Je déteste l’été et notre cécité, notre aveuglement en tant que citoyens du monde et espèce animale. Et je déteste tous ces demi-hommes, misérables Narcisses qui jouent avec le destin de l’humanité, de ses peuples et de la planète, qui discutent encore de guerres à mener et de bombes à lancer pourvu que leurs jeux de pouvoir avancent ; et entre eux, en première ligne, les présidents américain et russe. Ils n’ont pas encore compris que la seule guerre qui vaut la peine d’être combattue est celle contre le changement climatique.

Heureusement que ce matin j’ai acheté le quotidien La Repubblica, ce que je ne fait pas souvent, car j’ai lu avec grand soulagement un entretien avec Pape Francesco (4). Le Pape a manifesté sa profonde préoccupation pour les résultats du sommet de Hambourg et dénoncé toute alliance politique dangereuse qui vise à faire payer aux pauvres et aux migrants du monde les tragédies qui nous attendent dans les années à venir, en oubliant que l’Occident s’est enrichi grâce aux colonialismes .
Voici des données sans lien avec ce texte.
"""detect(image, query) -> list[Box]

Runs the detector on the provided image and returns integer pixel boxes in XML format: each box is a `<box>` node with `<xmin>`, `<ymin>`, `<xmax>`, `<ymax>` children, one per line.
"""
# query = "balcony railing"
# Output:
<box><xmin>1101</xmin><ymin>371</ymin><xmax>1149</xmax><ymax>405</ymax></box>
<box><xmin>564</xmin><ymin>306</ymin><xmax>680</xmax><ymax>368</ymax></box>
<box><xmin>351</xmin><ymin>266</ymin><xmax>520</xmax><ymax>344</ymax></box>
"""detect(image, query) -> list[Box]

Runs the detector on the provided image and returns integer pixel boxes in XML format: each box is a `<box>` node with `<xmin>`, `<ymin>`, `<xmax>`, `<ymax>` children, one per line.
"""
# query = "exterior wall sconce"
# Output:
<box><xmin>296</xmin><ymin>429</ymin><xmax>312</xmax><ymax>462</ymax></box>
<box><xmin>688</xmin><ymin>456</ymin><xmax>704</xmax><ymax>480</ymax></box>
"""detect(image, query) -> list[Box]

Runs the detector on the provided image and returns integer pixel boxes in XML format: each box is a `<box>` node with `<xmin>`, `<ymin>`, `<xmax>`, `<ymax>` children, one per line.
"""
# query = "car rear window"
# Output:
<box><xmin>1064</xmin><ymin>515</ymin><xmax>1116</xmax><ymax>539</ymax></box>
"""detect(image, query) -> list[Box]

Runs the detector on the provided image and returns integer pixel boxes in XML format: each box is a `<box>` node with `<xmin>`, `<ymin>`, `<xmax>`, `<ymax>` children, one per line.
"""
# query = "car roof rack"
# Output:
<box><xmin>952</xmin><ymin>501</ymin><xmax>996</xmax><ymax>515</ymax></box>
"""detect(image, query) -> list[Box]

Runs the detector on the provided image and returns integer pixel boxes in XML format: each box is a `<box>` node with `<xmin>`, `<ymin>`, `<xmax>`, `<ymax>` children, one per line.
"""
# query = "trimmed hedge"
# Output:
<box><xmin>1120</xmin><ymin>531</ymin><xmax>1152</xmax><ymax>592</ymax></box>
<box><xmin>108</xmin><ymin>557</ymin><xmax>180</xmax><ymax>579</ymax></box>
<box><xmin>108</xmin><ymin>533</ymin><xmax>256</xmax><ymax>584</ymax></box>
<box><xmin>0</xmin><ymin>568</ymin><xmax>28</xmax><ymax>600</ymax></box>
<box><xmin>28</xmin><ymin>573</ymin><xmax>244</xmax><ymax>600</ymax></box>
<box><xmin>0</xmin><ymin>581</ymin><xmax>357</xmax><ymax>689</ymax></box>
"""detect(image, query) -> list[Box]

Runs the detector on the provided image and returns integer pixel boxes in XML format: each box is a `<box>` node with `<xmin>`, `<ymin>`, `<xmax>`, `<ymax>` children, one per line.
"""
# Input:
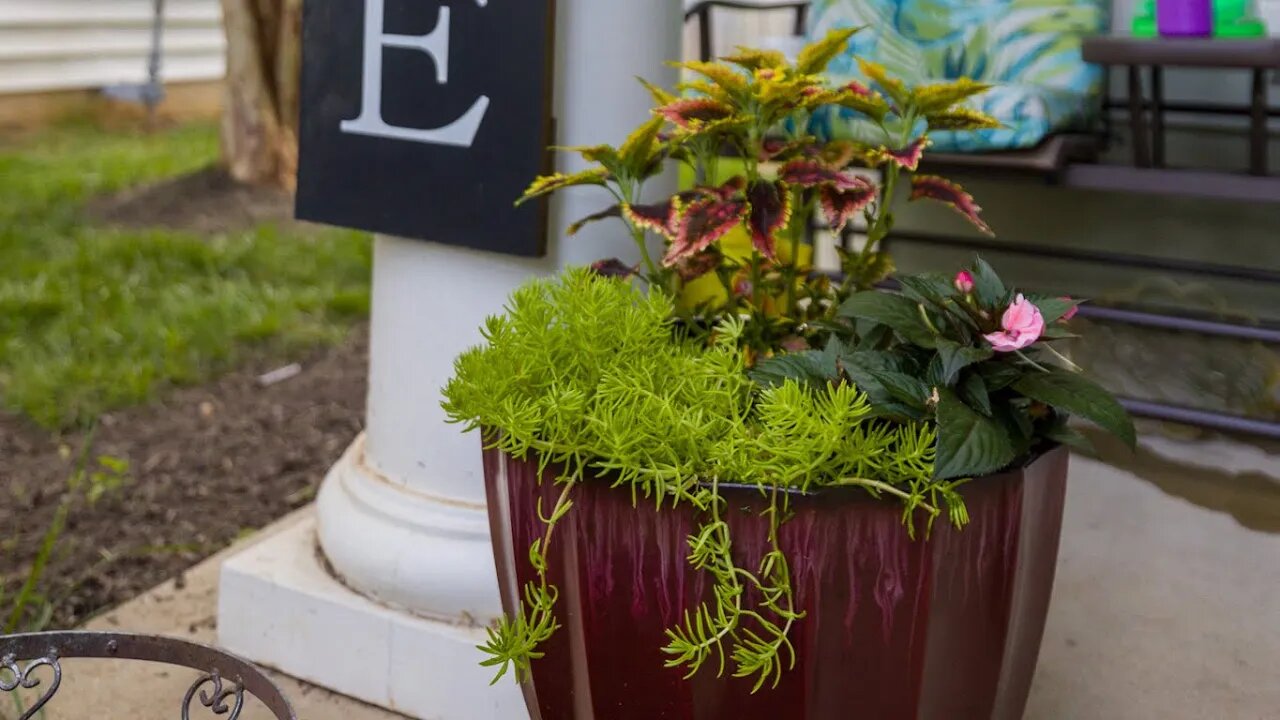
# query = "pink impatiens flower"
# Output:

Les thèses de Lovelock nous apprennent que si la planète se réorganise pour préserver la vie, notre tâche est celle de faire émerger une conscience collective d’espèce, une sorte de responsabilité partagée et solidaire de la communauté humaine devant un défi beaucoup plus que historique. C’est un défi métahistorique. La planète n’a pas besoin de nous, mais nous avons besoin d’elle. C’est une transition radicale vers une autre manière de vivre que nous devons démarrer. Avant que la canicule nous brûle le cerveau.

Florence, 8 juillet 2017

Notes

(1) Maeve Shearlaw, «How to live without plastic bottles…», The Guardian, 29 juin 2017.

(2) Fiona Harvey, « World has three years left to stop dangerous climate change, warn experts», The Guardian, 28 juin 2017.

(3) Ibidem.

(4) Eugenio Scalfari, «Il Papa ai Grandi. Al G20 alleanze contro poveri e migranti. Fermate chi ha visioni distorte del mondo», La Repubblica, 8 juillet 2017.